Need a new reciever, ran out of digital hookups on my reciever now:hissyfit:

pieces:
1)PS3 using HDMI
2)HD DVD using HDMI
3)XBOX360 using component and optical cable
4)HD cable box with component video and coax for audio

right now i have the ps3 hooked up to the reciever using optical cable and the cable box using a coax, and that all that is on there 

now i would like a reciever that can get audio from the hdmi cables, and have a input selector for each piece, on my reciever now i have to select dvd then go through the digital input selector to pick which source

i was originally looking at the pioneer vsx-1017, i liked the looks of it and it fell right in my price range(370$), but its way too deep and dosent offer anything over the 917 except alot more power from what i could tell, which i dont need, and i can find the 917 for ~$300
http://www.onecall.com/ProductDetails.aspx?id=86773

now i read the 917 only does hdmi pass through, does that mean i cant get the audio signal from it?

i also looked at the Denon AVR-1508 http://www.onecall.com/ProductDetails.aspx?id=88230
onkyo 575
http://www.onecall.com/ProductDetails.aspx?id=86983

sony dg910
http://www.onecall.com/ProductDetails.aspx?id=87318

too much different things too look at, i kinda had my mind set on the pioneer 917, but i read the thing on hdmi pass through and didnt know if that was right or not

i cant use the onkyo 605, because its too tall, i might could get it to fit but it would mess everything up

thanks for any help


----------



## mazersteven (Apr 5, 2007)

The Onkyo 605 was the first receiver that came to mind. But it will not fit? :sad:

Yamaha RX-V661 
http://www.ubid.com/Yamaha_RX-V661_910W_7.1_Ch._A/V_Home_Theater_Receiver/a11224773.html


----------



## bamaboy (Aug 10, 2007)

well i might be able to get it to fit, but i would just have to move everything around, and i dont think it would look good, but it would work


----------



## mazersteven (Apr 5, 2007)

bamaboy said:


> well i might be able to get it to fit, but i would just have to move everything around, and i dont think it would look good, but it would work


Just make sure you have enough ventilation and air-flow around the gear.


----------



## bamaboy (Aug 10, 2007)

well if i made enough room for the unit, there would be plenty of ventilation around it

right now the receiver sits atop the cable box, to make the 605 fit i would just have to move the cable box


----------



## mazersteven (Apr 5, 2007)

bamaboy said:


> well if i made enough room for the unit, there would be plenty of ventilation around it
> 
> right now the receiver sits atop the cable box, to make the 605 fit i would just have to move the cable box


Well unless someone else has a better option. It sounds like the Onkyo 605, or the Yamaha RX-V661 would fit the bill. :T


----------



## bamaboy (Aug 10, 2007)

so if i just want to use 1 hdmi cable from say ps3 or hddvd to the reciever for both audio and video i will have to go with the 605?

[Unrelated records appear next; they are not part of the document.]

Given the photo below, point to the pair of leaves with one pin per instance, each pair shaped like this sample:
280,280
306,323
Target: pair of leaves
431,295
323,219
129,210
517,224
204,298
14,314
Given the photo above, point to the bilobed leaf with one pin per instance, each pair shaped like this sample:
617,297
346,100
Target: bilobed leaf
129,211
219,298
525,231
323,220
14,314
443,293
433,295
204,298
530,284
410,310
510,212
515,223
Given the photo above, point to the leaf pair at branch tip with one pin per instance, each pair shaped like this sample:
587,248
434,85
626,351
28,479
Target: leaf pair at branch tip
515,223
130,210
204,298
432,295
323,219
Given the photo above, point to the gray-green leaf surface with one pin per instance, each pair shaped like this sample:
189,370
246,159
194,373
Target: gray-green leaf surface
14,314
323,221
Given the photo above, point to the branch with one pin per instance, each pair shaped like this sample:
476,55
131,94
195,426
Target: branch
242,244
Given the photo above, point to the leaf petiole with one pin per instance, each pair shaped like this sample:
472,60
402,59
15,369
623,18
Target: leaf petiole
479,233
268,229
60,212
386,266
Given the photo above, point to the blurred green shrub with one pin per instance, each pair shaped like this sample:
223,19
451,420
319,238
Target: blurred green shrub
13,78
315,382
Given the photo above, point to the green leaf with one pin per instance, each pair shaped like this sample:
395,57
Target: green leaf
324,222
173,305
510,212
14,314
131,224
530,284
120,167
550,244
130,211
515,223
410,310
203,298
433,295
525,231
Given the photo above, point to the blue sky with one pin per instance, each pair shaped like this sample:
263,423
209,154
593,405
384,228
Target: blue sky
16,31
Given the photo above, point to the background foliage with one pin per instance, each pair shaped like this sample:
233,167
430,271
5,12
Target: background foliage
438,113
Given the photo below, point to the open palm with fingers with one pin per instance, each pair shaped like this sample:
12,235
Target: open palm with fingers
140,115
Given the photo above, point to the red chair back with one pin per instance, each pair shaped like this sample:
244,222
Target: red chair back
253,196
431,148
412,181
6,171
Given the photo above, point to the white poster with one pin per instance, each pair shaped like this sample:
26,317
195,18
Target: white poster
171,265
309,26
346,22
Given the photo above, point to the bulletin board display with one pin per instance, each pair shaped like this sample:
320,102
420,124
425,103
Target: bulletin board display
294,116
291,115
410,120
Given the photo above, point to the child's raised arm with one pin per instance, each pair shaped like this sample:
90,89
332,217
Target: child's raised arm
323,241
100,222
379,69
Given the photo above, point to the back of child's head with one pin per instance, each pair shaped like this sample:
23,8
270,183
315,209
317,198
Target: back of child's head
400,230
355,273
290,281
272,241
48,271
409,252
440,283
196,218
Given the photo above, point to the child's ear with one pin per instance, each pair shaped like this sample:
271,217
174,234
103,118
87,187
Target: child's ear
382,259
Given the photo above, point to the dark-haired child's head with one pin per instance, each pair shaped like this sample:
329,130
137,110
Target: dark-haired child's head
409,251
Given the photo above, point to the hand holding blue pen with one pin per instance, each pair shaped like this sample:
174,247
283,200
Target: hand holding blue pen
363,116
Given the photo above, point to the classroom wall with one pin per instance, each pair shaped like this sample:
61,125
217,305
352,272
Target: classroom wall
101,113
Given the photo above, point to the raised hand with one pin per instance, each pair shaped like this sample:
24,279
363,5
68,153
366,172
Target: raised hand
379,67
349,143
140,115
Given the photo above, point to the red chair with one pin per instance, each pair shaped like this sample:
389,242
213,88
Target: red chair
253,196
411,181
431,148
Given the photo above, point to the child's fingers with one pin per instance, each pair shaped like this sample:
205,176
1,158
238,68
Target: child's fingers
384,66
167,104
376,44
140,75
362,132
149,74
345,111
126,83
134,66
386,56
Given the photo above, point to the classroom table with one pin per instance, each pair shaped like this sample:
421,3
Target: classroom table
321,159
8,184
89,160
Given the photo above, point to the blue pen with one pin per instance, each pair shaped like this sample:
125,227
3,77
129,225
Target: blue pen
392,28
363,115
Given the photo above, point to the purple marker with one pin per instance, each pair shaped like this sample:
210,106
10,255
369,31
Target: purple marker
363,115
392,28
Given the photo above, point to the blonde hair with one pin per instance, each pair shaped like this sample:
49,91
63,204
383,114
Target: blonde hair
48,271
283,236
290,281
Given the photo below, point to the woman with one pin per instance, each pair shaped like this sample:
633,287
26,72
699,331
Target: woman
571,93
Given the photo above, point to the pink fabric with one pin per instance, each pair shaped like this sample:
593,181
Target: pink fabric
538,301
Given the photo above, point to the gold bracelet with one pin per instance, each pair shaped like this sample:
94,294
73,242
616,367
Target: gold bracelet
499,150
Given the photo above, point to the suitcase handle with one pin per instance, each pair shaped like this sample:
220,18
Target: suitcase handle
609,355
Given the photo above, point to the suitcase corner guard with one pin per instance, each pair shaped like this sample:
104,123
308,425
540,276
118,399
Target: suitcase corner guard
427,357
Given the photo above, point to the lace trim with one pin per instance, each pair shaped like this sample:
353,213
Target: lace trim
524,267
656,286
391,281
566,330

if i go with say pioneer 917 i willhave to a run hdmi to reciever and a digital optical cable too, to take care of both


----------



## MrPorterhouse (Jul 29, 2006)

I am listening to an Onkyo 605 right now. I recommended it to my dad when he was shopping for a new avr and he bought one. I have had a lot of time banked playing with it and it has impressed me greatly. It has an incredible value... puts out a nice sound, and has a nice feature set. The audio processing is top notch. Strong Buy!


----------



## tonyvdb (Sep 5, 2007)

Defiantly go with the Onkyo 605, If you can squeeze just a little bit more out of your wallet the Onkyo 705 is a huge step up and even offers more bang for buck.


----------